Çoğu zaman korkularımız bizi esir yapar. Normalde bașarabileceğimiz, yapabileceğimiz șeyleri bazen korku ve kaygılarımızdan ötürü gerçekleștiremeyiz. Hatırlarsınız en basiti sınavlarda bile böyle olur. Sınav heyecanına kapılıp, bilgimizi, birikimimizi, emeklerimizi dökemeyiz kağıda. Kaygı, dozajında olduğu müddetçe iyi bir nebze olsun insanı uyanık ve canlı tutar ama ya fazlası keskin sirke küpüne zarar verir hesabı.. İște bu yüzdendir ki ne yaparsak kendimize yaparız. 
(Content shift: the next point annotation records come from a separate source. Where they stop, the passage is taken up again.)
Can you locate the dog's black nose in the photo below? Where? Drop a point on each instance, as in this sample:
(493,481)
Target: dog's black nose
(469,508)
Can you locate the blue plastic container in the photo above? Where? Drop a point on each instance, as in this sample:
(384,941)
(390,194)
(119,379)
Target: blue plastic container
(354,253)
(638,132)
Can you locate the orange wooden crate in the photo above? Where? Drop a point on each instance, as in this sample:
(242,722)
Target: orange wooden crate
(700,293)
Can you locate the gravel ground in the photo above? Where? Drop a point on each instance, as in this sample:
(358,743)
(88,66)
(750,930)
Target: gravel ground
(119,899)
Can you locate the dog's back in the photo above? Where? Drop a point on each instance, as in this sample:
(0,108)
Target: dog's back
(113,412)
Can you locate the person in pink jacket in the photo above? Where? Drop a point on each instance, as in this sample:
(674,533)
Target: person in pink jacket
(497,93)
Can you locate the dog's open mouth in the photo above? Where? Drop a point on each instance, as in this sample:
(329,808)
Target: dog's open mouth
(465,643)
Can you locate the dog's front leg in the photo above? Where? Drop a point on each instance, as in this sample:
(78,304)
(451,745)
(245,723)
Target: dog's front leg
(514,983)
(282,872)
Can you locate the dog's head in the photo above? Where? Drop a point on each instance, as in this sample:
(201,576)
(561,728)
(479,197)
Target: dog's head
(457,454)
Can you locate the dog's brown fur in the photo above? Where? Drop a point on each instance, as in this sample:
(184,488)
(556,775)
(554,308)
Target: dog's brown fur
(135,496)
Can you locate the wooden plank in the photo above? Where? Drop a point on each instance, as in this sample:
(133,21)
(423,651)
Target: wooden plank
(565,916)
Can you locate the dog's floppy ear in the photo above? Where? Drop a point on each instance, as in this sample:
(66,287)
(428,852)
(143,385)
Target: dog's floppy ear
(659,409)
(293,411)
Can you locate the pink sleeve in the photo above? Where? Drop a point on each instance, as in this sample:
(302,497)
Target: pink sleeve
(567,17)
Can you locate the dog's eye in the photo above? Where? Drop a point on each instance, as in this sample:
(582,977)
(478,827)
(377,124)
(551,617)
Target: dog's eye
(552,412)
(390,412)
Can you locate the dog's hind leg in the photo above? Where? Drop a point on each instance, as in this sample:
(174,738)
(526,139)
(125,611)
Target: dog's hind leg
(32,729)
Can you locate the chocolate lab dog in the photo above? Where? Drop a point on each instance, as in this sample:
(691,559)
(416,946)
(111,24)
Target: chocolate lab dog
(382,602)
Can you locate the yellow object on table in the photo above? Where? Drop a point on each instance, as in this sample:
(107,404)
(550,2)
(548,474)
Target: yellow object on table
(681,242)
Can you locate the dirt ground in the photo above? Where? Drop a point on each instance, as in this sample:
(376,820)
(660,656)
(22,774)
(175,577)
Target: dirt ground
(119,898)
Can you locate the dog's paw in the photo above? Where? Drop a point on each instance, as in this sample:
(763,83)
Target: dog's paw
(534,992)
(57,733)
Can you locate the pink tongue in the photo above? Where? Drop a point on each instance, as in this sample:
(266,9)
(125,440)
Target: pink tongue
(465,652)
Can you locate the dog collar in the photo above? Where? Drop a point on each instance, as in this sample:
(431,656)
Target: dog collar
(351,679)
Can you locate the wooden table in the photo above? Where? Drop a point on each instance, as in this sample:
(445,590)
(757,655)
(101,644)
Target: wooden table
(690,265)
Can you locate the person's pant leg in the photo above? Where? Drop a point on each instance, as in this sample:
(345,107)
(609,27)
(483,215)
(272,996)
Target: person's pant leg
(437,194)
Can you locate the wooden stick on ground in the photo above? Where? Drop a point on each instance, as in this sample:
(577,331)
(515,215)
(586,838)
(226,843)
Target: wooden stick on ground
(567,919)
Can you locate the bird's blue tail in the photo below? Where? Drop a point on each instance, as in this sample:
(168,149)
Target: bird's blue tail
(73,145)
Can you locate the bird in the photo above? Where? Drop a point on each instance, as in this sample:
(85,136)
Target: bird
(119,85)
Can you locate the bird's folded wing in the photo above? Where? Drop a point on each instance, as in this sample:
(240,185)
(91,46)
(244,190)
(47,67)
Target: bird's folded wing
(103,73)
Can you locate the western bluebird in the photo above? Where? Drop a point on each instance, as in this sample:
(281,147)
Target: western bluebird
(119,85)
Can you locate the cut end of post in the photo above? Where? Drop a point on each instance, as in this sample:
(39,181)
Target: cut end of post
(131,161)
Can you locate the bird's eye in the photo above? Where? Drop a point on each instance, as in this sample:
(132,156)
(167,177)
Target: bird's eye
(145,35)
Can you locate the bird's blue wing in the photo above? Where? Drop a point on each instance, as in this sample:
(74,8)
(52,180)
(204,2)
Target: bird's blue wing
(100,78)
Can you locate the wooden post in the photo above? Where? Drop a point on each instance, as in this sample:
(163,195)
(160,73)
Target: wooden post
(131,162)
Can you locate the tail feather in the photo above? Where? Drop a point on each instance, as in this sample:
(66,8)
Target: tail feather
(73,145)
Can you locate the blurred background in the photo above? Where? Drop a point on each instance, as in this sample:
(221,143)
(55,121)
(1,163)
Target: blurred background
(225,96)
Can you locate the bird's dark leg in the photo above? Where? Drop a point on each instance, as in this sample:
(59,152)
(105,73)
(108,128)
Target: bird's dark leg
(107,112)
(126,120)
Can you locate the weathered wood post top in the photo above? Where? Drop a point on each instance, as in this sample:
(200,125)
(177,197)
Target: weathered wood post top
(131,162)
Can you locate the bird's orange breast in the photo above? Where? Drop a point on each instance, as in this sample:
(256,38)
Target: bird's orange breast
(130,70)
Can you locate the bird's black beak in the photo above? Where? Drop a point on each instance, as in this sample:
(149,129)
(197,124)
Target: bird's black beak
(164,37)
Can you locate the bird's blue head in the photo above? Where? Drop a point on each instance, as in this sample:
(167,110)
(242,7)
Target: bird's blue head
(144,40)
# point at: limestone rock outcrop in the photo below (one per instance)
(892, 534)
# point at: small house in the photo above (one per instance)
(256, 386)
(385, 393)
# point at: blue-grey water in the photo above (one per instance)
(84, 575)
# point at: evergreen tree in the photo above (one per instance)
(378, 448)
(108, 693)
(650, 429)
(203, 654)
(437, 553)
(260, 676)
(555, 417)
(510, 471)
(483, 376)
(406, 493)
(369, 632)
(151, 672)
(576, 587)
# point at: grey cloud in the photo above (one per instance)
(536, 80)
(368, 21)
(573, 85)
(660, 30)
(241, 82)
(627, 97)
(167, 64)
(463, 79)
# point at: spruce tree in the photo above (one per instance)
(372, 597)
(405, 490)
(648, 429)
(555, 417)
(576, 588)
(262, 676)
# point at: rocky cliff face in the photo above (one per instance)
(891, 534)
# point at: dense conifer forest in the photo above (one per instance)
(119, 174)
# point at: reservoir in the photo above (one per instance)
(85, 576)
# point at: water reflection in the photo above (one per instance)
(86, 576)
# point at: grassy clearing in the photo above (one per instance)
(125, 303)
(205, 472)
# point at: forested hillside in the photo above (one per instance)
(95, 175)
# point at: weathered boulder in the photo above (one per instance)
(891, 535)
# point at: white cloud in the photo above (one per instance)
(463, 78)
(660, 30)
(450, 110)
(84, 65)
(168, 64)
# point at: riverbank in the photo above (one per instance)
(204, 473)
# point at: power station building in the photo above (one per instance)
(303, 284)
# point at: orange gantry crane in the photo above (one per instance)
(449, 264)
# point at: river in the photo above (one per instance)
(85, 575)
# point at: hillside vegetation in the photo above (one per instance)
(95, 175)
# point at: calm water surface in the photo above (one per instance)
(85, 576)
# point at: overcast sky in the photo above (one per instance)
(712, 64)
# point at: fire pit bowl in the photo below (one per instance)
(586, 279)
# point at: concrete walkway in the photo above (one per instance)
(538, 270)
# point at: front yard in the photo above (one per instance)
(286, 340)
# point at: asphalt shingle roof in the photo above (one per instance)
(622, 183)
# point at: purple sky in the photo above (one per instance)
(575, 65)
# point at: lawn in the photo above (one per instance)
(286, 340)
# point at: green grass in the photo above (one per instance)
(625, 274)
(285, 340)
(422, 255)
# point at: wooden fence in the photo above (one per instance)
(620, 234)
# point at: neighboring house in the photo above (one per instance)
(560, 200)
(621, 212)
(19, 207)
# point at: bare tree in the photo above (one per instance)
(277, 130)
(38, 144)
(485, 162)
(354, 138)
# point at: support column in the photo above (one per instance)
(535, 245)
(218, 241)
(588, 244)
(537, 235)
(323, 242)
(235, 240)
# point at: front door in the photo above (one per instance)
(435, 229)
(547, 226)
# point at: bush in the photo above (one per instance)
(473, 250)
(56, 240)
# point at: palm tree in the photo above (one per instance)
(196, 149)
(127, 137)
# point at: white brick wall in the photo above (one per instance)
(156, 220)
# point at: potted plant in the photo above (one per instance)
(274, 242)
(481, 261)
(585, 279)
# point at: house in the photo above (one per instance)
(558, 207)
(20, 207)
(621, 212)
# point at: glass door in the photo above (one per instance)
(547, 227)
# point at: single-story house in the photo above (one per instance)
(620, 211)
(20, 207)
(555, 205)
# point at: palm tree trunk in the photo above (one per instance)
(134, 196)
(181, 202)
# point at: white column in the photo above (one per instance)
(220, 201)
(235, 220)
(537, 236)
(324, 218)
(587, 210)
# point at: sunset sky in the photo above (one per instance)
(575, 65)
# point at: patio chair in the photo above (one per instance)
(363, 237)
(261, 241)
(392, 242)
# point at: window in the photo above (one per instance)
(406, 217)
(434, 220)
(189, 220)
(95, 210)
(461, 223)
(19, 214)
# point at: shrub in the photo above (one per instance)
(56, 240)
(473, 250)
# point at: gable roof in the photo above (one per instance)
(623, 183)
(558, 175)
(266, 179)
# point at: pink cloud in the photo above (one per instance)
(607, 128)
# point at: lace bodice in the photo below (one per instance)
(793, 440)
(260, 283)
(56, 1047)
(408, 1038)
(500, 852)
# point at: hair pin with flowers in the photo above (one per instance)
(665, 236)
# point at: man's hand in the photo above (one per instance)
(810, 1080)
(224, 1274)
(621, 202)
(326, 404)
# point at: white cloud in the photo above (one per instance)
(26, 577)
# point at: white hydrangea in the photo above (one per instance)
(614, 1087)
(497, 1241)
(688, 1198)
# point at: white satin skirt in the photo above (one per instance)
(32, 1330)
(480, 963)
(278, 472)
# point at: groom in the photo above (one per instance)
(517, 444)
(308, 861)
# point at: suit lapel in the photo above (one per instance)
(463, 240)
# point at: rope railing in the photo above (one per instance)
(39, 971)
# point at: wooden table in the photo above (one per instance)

“Bir bilge, bir göletin başında oturmaktadır. Susuzluktan kırılan bir köpeğin devamlı olarak gölete kadar gelip, tam su içecekken kaçması dikkatini çeker. Dikkatle izler olayı. Köpek susamıştır ama gölete geldiğinde sudaki yansımasını görüp korkmaktadır. Bu yüzden de suyu içmeden kaçmaktadır. Sonunda köpek susuzluğa dayanamayıp kendini gölete atar ve kendi yansımasını görmediği için suyu içer. O anda bilge düşünür:

Benim bundan öğrendiğim şu oldu,der.
Bir insanın istekleri ile arasındaki engel, çoğu zaman kendi içinde büyüttüğü korkulardır. Kendi içinde büyüttüğü engellerdir. İnsan bunu aşarsa, istediklerini elde edebilir.”